TULA identified 4 mezzanine funds comfortable with management-led deals and service sector exposure. Negotiated PIK option for first 3 years preserving cash for growth investments. Structured warrant package providing upside participation while maintaining management control.

Outcome

£50M mezzanine facility at 12% cash + 3% PIK with 10% warrants. 7-year maturity eliminated refinancing risk during growth phase. PIK election allowed £4.5M annual cash preservation during expansion. Business tripled EBITDA over 5 years; mezzanine lender achieved 2.8x money multiple including warrant value.

Key Highlights

  • 12% cash + 3% PIK interest structure
  • 10% equity warrant coverage
  • 7-year bullet maturity
  • Covenant package aligned with business plan

About These Case Studies

Are these real transactions?

Yes. All case studies represent actual financing transactions advised by members of the TULA Capital network. Details have been anonymized and simplified to protect client confidentiality, but transaction structures, sizes, and outcomes are representative of actual deals.
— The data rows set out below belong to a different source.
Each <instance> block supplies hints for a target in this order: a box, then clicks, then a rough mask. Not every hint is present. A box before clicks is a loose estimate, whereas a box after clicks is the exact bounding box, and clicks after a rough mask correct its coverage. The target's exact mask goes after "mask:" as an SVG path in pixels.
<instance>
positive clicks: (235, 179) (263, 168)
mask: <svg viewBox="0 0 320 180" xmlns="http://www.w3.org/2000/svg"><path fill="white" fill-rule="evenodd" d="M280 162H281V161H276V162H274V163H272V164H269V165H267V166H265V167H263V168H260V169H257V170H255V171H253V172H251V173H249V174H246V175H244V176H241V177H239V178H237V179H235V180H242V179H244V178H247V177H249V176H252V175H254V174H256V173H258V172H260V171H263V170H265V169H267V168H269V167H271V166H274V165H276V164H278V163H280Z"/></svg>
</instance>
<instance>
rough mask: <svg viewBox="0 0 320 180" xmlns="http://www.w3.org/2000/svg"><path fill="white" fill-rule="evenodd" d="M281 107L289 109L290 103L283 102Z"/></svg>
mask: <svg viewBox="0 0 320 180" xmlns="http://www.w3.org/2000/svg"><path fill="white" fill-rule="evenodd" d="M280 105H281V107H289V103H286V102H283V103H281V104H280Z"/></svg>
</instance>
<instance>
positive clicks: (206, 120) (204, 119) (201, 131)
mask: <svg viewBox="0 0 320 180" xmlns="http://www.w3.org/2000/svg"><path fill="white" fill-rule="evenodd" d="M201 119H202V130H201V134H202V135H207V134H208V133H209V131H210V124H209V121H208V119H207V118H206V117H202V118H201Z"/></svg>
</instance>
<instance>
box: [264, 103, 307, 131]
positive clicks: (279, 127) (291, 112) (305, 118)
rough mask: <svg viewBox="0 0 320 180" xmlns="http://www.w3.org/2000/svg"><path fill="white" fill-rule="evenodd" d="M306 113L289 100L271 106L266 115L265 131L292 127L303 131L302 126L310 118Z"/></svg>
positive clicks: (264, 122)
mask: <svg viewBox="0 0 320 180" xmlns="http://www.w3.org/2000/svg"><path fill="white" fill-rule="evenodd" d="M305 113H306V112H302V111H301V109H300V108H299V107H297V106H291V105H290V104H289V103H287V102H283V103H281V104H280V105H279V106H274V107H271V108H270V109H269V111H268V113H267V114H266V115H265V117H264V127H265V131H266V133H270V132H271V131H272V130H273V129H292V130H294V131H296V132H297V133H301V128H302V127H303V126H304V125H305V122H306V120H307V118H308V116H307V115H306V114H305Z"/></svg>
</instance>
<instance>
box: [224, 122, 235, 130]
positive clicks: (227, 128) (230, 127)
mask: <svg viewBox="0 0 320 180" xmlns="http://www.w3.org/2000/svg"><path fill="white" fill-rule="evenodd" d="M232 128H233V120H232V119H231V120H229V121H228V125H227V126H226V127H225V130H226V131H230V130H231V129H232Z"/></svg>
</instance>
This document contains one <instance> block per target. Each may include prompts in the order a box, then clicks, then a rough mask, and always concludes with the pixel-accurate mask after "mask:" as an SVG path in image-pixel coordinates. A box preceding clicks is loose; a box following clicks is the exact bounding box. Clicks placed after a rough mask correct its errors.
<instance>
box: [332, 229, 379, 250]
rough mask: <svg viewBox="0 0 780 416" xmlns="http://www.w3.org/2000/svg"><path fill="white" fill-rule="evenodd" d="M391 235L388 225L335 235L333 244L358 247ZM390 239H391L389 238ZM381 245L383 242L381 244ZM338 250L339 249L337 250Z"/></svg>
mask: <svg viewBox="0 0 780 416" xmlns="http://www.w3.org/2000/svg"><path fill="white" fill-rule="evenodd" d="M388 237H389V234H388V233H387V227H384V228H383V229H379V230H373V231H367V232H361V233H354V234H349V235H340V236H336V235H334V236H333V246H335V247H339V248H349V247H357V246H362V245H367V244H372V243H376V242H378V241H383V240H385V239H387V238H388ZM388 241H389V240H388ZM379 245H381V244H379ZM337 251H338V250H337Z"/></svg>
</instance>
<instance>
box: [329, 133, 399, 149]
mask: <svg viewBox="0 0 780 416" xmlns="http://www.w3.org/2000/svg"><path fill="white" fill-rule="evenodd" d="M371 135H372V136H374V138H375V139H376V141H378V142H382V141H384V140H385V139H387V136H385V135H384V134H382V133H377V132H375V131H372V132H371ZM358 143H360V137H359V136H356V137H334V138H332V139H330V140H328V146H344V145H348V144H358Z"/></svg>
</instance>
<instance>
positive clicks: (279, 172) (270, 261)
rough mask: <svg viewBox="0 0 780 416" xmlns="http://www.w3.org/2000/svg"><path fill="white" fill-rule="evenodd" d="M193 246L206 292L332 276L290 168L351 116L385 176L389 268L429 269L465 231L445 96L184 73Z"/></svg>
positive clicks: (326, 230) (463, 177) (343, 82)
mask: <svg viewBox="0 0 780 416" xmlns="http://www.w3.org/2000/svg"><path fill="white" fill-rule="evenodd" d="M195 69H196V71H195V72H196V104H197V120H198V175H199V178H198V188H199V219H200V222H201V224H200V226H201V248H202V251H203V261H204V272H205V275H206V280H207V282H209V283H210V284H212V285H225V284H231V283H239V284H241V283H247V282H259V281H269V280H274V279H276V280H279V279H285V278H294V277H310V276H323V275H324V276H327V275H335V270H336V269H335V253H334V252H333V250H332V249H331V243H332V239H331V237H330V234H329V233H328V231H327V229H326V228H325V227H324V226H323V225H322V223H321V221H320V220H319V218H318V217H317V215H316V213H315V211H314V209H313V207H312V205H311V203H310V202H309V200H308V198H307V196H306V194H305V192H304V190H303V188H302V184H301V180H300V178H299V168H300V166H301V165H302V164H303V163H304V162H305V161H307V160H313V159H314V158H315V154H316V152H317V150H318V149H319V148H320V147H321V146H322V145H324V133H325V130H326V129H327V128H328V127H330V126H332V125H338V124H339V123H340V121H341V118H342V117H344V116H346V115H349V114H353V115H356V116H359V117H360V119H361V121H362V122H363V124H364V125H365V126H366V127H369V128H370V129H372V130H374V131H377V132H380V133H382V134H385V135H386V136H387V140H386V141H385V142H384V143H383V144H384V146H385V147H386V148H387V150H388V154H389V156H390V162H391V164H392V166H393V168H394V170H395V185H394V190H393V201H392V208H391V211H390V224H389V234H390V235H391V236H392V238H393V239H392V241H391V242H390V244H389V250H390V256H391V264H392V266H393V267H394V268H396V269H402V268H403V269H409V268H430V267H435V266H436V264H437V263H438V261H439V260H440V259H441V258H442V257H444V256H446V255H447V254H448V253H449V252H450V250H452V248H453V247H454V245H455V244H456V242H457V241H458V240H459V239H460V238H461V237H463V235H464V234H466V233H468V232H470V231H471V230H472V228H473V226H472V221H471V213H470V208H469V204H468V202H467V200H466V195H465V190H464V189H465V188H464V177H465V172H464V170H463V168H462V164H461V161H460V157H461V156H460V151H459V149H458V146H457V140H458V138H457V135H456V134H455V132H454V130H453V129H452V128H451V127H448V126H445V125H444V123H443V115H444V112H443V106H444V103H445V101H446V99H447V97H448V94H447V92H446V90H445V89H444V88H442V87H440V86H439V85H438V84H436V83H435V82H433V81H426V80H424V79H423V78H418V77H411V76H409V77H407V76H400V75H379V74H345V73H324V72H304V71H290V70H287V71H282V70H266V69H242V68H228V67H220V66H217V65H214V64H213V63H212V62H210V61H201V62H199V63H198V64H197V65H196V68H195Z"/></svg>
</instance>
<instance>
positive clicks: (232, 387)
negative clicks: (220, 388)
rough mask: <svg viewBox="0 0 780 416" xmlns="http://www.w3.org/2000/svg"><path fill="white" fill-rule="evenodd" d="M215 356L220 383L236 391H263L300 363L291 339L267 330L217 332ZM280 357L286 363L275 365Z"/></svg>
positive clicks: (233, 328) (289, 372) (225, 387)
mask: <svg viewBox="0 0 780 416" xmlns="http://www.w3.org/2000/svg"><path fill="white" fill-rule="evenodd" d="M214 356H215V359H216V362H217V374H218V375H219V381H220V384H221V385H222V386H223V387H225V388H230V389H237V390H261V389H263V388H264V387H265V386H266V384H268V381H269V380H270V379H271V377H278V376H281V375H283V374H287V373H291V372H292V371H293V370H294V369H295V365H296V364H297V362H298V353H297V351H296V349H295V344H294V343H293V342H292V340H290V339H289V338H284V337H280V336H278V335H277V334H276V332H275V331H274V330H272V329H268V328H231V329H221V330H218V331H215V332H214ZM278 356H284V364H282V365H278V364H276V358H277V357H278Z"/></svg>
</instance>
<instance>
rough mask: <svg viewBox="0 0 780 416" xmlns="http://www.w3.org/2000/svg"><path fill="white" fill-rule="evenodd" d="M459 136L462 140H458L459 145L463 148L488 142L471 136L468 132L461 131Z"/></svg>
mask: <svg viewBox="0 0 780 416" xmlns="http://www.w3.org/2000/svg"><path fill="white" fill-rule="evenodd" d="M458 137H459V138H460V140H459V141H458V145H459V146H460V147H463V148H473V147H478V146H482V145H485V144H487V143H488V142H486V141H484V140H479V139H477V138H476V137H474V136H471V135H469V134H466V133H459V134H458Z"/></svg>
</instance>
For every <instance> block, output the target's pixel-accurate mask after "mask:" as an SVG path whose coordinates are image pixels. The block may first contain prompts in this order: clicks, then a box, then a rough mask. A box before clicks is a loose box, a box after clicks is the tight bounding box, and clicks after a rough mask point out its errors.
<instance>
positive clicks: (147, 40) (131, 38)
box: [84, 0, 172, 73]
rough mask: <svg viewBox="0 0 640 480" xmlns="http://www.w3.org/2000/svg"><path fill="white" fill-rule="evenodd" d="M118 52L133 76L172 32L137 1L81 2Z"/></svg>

Can you help with similar transactions?

Absolutely. These case studies demonstrate the types of transactions we regularly advise across the EU and Switzerland. If you're facing a similar financing need or challenge, we'd be pleased to discuss how our experience and lender relationships can help achieve your objectives.

How do you ensure confidentiality?

We take client confidentiality seriously. Case studies are published only with explicit client permission or after sufficient anonymization. We never disclose company names, specific identifying details, or proprietary information without authorization. All case study content is reviewed internally before publication.